Filmmaker Crystal Emery not only informs, she inspires

Filmmaker, artist and activist Crystal Emery is in the throes of a new project that she says will cover issues “people don’t want to talk about.”

Our Humanity will cover issues like the Black mortality rate, the importance of understating family medical history and more. The film does not yet have a release date.

“I want to inform people,” Emery said in an interview with theGrio.

She should have added the verb “inspire” to that quote.

Crystal Emery (credit: Crystal Emery)

Emery speaks in a whisper, interrupted by the occasional beep of a ventilator. In 1981, doctors diagnosed her with Charcot-Marie-Tooth disease, which causes nerve damage mostly to the arms and legs, making use of the limbs difficult.

Now a quadriplegic — a term she’s uncomfortable with because she finds it limiting — she’s also battling other health issues.

Emery’s experience as a disabled person and Black woman informs much of her work. As a young girl, she started falling down.

“Everyone wrote it off, saying I was clumsy,” she wrote in the Faith and Determination section of her website.

Emery underwent a painful surgery that relegated her to a body cast for two months. It was a physically and mentally painful time for a teenager who loved artistic endeavors, like singing, acting in school plays and performing for people in her Connecticut neighborhood.

In addition to health challenges, Emery also started to experience racism as a teenager, noting two instances. Black and white children were not allowed to play together on the school playground, she said.
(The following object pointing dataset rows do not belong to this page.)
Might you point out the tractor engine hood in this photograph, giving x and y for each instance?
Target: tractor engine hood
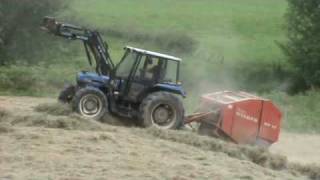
(84, 78)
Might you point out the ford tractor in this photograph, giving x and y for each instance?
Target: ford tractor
(144, 85)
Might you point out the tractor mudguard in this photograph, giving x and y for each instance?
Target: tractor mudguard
(172, 88)
(92, 79)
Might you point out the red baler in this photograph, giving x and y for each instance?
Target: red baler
(241, 117)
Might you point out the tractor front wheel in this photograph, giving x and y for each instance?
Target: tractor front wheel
(67, 94)
(90, 102)
(162, 110)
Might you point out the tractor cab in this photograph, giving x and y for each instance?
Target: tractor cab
(141, 72)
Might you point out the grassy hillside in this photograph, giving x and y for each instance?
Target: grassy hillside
(224, 45)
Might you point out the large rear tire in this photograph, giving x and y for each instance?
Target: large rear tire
(67, 94)
(206, 129)
(162, 110)
(90, 102)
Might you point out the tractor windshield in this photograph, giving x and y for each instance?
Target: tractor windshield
(172, 71)
(125, 66)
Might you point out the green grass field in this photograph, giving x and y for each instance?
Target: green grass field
(224, 45)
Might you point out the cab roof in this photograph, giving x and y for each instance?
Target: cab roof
(155, 54)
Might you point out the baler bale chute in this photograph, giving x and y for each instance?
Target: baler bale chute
(238, 116)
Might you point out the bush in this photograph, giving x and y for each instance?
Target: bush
(303, 47)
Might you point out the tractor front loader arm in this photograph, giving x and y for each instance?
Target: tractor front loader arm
(92, 40)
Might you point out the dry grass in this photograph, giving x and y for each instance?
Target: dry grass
(57, 109)
(310, 170)
(255, 155)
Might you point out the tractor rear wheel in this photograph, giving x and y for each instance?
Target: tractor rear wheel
(162, 110)
(90, 102)
(67, 94)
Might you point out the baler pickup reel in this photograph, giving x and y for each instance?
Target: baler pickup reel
(238, 116)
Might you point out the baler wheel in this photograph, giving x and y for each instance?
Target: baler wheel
(207, 129)
(162, 110)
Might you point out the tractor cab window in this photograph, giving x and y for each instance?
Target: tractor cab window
(149, 69)
(125, 66)
(171, 71)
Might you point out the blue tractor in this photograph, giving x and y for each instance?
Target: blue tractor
(144, 85)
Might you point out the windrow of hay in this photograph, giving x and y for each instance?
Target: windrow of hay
(72, 122)
(57, 109)
(261, 157)
(254, 154)
(310, 170)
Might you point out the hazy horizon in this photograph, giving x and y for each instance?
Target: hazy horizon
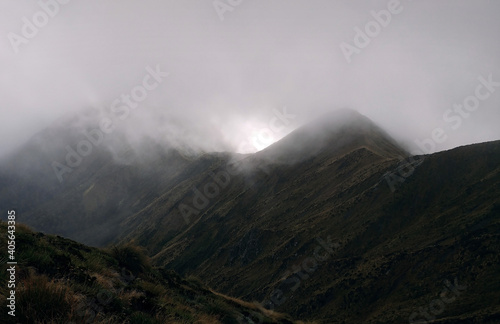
(231, 68)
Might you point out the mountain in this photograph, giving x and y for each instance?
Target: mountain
(334, 223)
(61, 281)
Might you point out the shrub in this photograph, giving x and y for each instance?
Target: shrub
(132, 257)
(41, 300)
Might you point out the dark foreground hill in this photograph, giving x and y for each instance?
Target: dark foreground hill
(325, 237)
(61, 281)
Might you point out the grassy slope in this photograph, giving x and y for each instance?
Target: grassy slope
(61, 281)
(396, 248)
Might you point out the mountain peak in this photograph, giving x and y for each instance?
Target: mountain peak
(335, 132)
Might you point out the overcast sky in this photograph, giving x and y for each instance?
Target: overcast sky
(229, 66)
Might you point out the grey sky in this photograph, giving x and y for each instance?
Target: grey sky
(227, 76)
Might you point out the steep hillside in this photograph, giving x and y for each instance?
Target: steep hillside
(112, 182)
(61, 281)
(390, 253)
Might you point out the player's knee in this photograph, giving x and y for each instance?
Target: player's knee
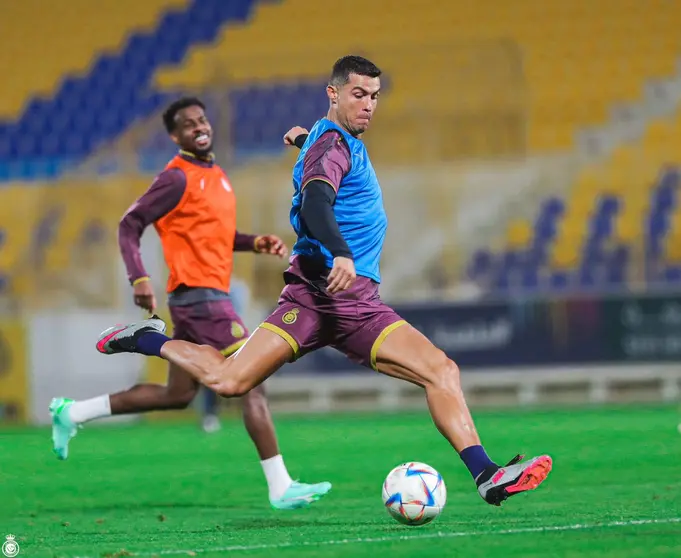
(231, 387)
(442, 371)
(255, 401)
(181, 399)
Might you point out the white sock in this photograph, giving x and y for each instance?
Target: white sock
(278, 479)
(83, 411)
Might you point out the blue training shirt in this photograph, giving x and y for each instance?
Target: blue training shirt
(358, 207)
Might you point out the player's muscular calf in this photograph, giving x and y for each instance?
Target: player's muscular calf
(407, 354)
(262, 355)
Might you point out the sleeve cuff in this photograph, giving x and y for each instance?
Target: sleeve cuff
(141, 280)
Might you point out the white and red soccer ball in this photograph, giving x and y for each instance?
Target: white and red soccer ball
(414, 493)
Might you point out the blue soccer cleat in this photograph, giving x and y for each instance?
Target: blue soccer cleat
(63, 428)
(300, 495)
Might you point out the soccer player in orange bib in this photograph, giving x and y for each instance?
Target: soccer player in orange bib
(192, 206)
(331, 297)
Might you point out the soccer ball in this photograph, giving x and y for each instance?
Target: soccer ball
(414, 493)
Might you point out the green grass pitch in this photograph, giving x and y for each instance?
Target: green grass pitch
(169, 489)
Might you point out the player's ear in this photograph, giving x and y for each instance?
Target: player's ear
(332, 94)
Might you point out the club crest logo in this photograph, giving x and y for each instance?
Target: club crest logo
(290, 317)
(237, 330)
(10, 547)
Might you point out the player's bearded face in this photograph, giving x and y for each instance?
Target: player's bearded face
(355, 102)
(193, 132)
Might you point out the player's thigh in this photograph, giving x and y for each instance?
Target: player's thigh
(407, 354)
(292, 330)
(214, 323)
(180, 383)
(260, 356)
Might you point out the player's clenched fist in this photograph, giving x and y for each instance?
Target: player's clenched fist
(342, 275)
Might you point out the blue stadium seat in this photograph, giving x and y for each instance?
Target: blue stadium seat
(124, 77)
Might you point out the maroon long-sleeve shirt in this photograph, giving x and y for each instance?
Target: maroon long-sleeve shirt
(162, 197)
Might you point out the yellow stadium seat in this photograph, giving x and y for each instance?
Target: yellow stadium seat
(573, 60)
(44, 41)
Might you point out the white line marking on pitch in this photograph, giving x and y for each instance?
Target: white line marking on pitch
(438, 535)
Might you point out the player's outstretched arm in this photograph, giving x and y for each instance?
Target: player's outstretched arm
(163, 195)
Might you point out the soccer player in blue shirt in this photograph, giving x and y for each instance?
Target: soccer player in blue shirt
(331, 295)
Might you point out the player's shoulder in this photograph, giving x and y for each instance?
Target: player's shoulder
(171, 175)
(331, 140)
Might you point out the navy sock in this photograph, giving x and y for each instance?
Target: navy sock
(150, 343)
(210, 402)
(475, 458)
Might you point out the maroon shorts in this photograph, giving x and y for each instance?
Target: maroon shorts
(355, 321)
(213, 323)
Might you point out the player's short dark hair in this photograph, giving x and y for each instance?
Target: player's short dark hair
(171, 112)
(347, 65)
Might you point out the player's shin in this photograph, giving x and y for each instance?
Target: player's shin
(202, 362)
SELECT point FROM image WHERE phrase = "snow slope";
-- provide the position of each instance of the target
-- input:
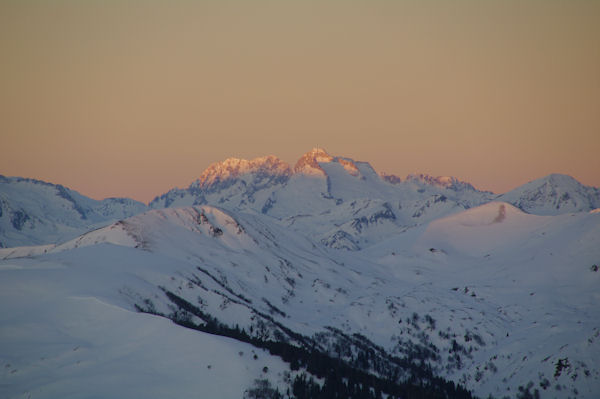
(35, 212)
(491, 297)
(553, 194)
(67, 332)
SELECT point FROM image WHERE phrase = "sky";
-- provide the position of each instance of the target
(132, 98)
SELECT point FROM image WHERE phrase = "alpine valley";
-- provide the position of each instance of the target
(321, 280)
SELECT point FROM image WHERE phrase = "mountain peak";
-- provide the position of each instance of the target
(232, 168)
(553, 194)
(447, 182)
(309, 162)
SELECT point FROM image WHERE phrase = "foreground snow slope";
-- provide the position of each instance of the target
(35, 212)
(66, 331)
(491, 297)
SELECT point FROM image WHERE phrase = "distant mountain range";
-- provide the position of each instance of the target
(346, 203)
(325, 279)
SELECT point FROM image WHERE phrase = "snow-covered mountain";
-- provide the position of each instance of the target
(491, 298)
(344, 203)
(307, 280)
(552, 195)
(35, 212)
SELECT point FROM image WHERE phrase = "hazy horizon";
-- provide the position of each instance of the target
(134, 98)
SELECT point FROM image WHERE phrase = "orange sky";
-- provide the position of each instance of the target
(131, 98)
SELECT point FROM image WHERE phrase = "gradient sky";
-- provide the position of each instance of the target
(132, 98)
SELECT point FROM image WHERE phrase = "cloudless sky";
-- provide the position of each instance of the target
(131, 98)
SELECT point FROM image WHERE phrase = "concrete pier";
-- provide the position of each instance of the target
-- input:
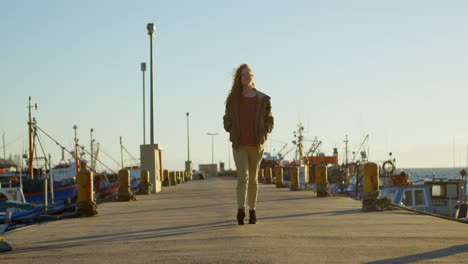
(195, 223)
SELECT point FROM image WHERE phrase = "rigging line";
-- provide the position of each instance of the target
(129, 153)
(43, 152)
(56, 142)
(11, 142)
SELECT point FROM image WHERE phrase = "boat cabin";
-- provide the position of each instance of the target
(445, 194)
(415, 197)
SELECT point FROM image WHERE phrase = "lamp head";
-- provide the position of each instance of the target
(151, 29)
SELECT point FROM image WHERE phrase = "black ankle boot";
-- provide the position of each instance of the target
(252, 217)
(240, 216)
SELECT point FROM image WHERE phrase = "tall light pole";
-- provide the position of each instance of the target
(91, 147)
(143, 69)
(188, 139)
(212, 145)
(4, 152)
(151, 32)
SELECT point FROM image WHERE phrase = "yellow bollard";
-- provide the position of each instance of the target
(371, 177)
(267, 176)
(85, 200)
(172, 178)
(166, 181)
(124, 193)
(261, 177)
(321, 180)
(145, 185)
(294, 179)
(371, 187)
(279, 177)
(182, 177)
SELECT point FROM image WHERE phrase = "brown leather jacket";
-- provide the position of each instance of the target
(263, 120)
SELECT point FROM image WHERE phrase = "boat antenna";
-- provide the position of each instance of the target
(31, 145)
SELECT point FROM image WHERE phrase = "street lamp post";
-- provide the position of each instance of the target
(151, 32)
(188, 139)
(212, 145)
(143, 69)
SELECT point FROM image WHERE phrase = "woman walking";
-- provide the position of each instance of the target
(248, 120)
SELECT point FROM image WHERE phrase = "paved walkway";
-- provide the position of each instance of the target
(195, 223)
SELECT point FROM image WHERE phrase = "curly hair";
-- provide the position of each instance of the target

She also recalled a violent incident in which a white boy approached her, said, “My father said Black people have red blood,” and proceeded to cut her wrist. 

“I beat the hell out of him,” said Emery, who still has the scar from the encounter.

As Emery grew older, she found difficulties in another area — medicine.

In one instance during a three-week stint in and out of the hospital, Emery said a rude doctor refused to order a heart test that she insisted was needed.

That type of disparaging treatment, unfortunately, isn’t unusual. Researchers have, for decades, examined the health-care disparities Black people face, including the undertreatment of paininequality and racism in the health-care system and how biases impact care.

That experience challenged Emery to write the 2010 film Deadliest Disease in America, which focused on the societal ills of racism in the medical profession.

Emery also makes a difference in other ways outside her film work. She advises seniors to take someone, whether a family member or friend, to the doctor with them if they thought they needed to.

“I gave out this little card and about three months later, one of the senior citizens wrote me a note about how she had been going to her doctor’s appointment. The doctor said, ‘Only one can be in the room’ and she said, ‘Oh no, Crystal Emery told me I could bring another person,’” Emery explained.

“We know that the work works. People just need a roadmap,” she said.

Emery has, for years worked tirelessly to provide that roadmap. Her broad cross-section of work in multiple mediums all coalesces around creating a more equitable society.

For example, the synopsis for her 2016 film, Black Women in Medicine, said it was the  ”first documentary to explore the history, contemporary issues and future possibilities of African-American women physicians by featuring the diverse voices of young medical students, practicing physicians and elder trailblazers.”

Emery then created the organization URU, which fosters “communication and understanding among diverse people.” She’s also an advocate for STEM education, a public speaker and more.

“I believe that we all have a purpose,” she said.” My purpose is to change the narrative of how we see ourselves as people.

“It has to be a collective, so everybody sees each other as multidimensional people. If I only see you one way I’m only going to deal with that way. Every prescription doesn’t fit everybody.”